ACCORDING TO the Financial Times, Philip Green's Arcadia retail group and the Co-operative Group yesterday joined the ranks of British companies seeking to control the soaring costs and risk of final salary pension schemes. Both companies have altered the terms on which employees can earn future pension benefits.
At Arcadia, staff received notice that future benefits will require them to increase their contribution to 6% from 4% of their pay and work until they are 65 - up from the previous retirement age of 60 - in order to maintain current benefit levels.
Green, chief executive of Arcadia, told the FT the changes would only affect staff in the main part of the scheme and would not apply to the section for senior executives. Mr Green, who paid his family a £1.2bn dividend from the company in October, said he was not a member of either scheme.
MEANWHILE, the Times also reports Green is watering down the future pension fund benefits of thousands of staff in his main retail group, Arcadia, and revealed to the paper yesterday that he has similar plans for BHS.
As well as facing a rise in the retirement age from 60 to 65, staff are also being asked to make bigger contributions or face reduced payouts.

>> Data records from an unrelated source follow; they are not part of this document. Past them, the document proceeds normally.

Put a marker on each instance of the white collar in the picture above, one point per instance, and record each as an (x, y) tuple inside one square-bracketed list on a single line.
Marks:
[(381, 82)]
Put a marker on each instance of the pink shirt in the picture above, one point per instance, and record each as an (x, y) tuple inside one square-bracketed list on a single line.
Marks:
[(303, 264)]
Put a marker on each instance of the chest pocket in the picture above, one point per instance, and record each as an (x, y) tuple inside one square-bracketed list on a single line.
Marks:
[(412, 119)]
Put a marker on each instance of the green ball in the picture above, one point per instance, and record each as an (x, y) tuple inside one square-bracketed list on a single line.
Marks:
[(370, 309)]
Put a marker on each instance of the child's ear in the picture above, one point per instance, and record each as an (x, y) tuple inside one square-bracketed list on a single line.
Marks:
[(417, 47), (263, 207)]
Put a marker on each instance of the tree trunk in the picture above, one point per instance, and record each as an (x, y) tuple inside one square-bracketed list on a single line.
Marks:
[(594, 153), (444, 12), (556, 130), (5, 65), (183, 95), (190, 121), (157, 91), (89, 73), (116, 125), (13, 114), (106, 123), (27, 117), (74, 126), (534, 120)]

In a third move to whittle down future benefits, the paper says Green is stripping the scheme of its inflation-proofing. In future it will match rises in the cost of living only up to 2.5%. At present the figure is 5%.
Green said that his dividend was irrelevant and he emphasised that, unlike many other final-salary schemes, the Arcadia fund was in good shape, with no deficit.
CONSUMERS ARE increasingly reluctant to borrow money, Bank of England data showed yesterday, but mortgage lending is picking up strongly, indicating the worst may be over for the housing market, reports the Guardian.
The Bank said unsecured credit rose by just £927m in November, the smallest increase in almost five years and one that economists say is likely to keep the lid on consumer spending in coming months.
A recent survey showed consumer confidence is at its lowest in more than two years. And retail data suggests that spending was reasonably strong in the run-up to Christmas but may have tailed off since.
By contrast, the Bank said mortgage lending rose by an unexpectedly strong £8.7bn. There were 115,000 new mortgages approved in November - the most since May 2004 and a rise of more than 50% over the previous November.
This is the latest data to suggest that the property slowdown of 2004 and 2005, which saw the annual rate of house price rises slow to 3% from 17%, may be over.
HEDGE FUND managers, some of the City's highest paid traders, face slashed performance fees as the sector loses money and investors, a leading academic said yesterday, reports the Telegraph.
Narayan Naik, the director of the London Business School's Hedge Fund Centre, said overcrowding was putting increasing "downward pressure" on the fees and new funds entering the market would find it particularly difficult to raise them.
The BNP Paribas-sponsored centre's research has shown that between 60% and 70% of the world's estimated 8,000 hedge funds charge 20% performance fees on returns above pre-determined highwater, or benchmark, levels on top of a 2% flat management fee.
Naik added it was hard to determine how quickly the average fee level would fall or to what level, "but the chances are it will be around 17.5%".